Vale Adds New Chapter to UCSF’s History of Prizewinning Discoveries
In addition to the Gairdner, Vale has received a number of esteemed scientific awards, including the 2012 Albert Lasker Basic Medical Research Award and the 2017 Shaw Prize in Life Sciences and Medicine. He has also been named a lifetime fellow of many of the most prestigious scientific societies, including the National Academy of Sciences and National Academy of Medicine.
“Ron’s pioneering efforts have helped elucidate the exquisite molecular machinery that drives the cell’s internal roadways.
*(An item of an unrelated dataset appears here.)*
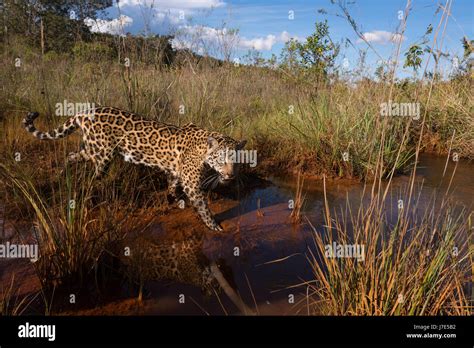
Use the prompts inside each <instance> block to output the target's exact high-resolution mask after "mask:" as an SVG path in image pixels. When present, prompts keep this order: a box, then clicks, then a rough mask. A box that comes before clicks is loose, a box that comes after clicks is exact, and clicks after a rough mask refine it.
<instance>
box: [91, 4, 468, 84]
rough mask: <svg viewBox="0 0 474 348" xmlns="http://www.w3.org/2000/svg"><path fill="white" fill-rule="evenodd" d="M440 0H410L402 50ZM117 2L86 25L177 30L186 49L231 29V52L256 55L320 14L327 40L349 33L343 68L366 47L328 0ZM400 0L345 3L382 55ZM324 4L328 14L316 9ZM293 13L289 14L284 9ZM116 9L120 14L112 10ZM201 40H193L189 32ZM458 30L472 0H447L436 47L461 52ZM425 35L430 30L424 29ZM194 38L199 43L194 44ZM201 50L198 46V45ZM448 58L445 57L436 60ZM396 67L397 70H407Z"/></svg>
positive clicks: (362, 30)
His work has opened new avenues of research and continues to illuminate the majestic beauty and astounding complexity of the cell,” said UCSF Chancellor Sam Hawgood, MBBS. “The Gairdner Award is a tremendous honor, and on behalf of the entire UCSF community, I’m proud to congratulate Ron for this well-deserved recognition.”
Past UCSF recipients of the Gairdner Award include Nobel Laureates J. Michael Bishop, MD; Elizabeth Blackburn, PhD; Stanley Prusiner, MD; Harold Varmus, MD; and the Gladstone Institutes’ Shinya Yamanaka, MD, PhD; as well as Bruce Alberts, PhD; John Clements, MD; Y.W. Kan, MD, FRS; Peter Walter, PhD; and David Julius, PhD.
An HHMI investigator since 1995, Vale was recently named the next executive director of HHMI’s Janelia Research Campus and HHMI vice president, starting in 2020. He will remain a member of the UCSF faculty while serving at HHMI.